Monday, April 18, 2011

Going Undercover

This quote is one I sent to a friend years ago.  I did not write out the attribution, nor do I have any idea where I stumbled upon it.  This friend, however, sent it back to me recently.  We haven't talked in years.  But the message was a timely one for me:

DO NOT SUFFER FROM LONELINESS
Go outside.
Go away.
It's all the people making you lonely.
Pick a spot on the horizon and head straight for it.
Weave your way through a stand of redwoods.
Kayak an ocean chain.
Peer over your toes at the edge of a canyon.
Go to your favorite place...Again and again.
This is what you need to do.
Not just because it fuels your independence.
But because it reminds you you're a part of something bigger.

I have spent the past months reconnecting, asking for support, asking for time and energy from others.  I have loved being in touch with so many people from different facets of my life whom I love.  I have appreciated every single moment and every single word of kindness.  And, obviously, I'm still sharing in a public way how I'm moving through and thinking about life and the world.

This being said, however, it is time for me to return to the "wilderness."  My "wilderness" not only includes where, but how I operate in my days.  I have sought too much solace from others instead of owning the fact that I need to tend to myself--there comes a place and time when you have to hold your own hand, pull yourself up (or let yourself crash to the ground, whatever the case may be).  I simply need to quiet and be.  To listen carefully.  It is time for paper letters sent out into the universe with no expectation of a speedy reply.  It is time for dark, starry nights with only my dog as company.  It is time for me to shake the fears that are showing up in my nightmares recurrently.  It is time to shake the dust.  It is time to reclaim what I believe and what I need.  It is time to acknowledge that sometimes, truly, things can go on too long.  And the toll is too much.  And too much is too much no matter who you are.  

Gretel Ehrlich, in The Solace of Open Spaces says, "We fill up space as if it were a pie shell, with things whose opacity further obstructs our ability to see what is already there" (p. 15).  
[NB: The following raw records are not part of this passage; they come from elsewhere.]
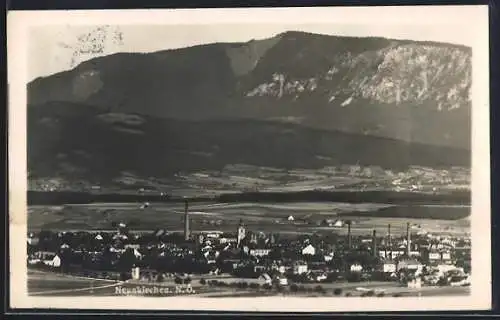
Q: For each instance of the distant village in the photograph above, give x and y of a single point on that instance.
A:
(410, 259)
(414, 179)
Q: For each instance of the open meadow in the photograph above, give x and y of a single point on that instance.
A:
(308, 217)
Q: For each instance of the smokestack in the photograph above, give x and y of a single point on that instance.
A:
(349, 241)
(408, 239)
(186, 221)
(389, 235)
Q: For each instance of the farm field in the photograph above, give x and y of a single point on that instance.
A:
(263, 217)
(42, 283)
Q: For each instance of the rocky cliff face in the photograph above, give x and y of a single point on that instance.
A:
(336, 95)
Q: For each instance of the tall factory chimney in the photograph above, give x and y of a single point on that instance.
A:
(408, 239)
(349, 240)
(187, 232)
(389, 240)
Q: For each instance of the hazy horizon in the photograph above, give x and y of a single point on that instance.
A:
(55, 49)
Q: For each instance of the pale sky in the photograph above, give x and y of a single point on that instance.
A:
(54, 49)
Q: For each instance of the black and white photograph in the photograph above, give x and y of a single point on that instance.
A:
(318, 158)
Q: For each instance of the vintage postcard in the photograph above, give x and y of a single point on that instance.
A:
(307, 159)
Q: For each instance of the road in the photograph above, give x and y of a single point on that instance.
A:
(41, 283)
The desert has provided me with an unobscured landscape to dwell in for the past twelve years.  I do not like the desert.  I am not cozy and comfortable here, but apparently, there is more for me to learn before I leave.  I have committed myself to this space for another year.  I have resisted the urge to cut and run many times.  This particular wilderness is one that forces me to shift my perspective on a regular basis--as the lighting and time of year shifts, so does my appreciation for my surroundings.  It is a good place to recognize, without anything to sugar-coat the experience, that you are there no matter where you go, and until you sort that out, well, no lush landscape will do it for you.  We are each moving through alone, no matter how much love surrounds us (or how little).  I hope to go back to the idea of simply doing no harm as I move through.  That's a valiant enough goal for me right now.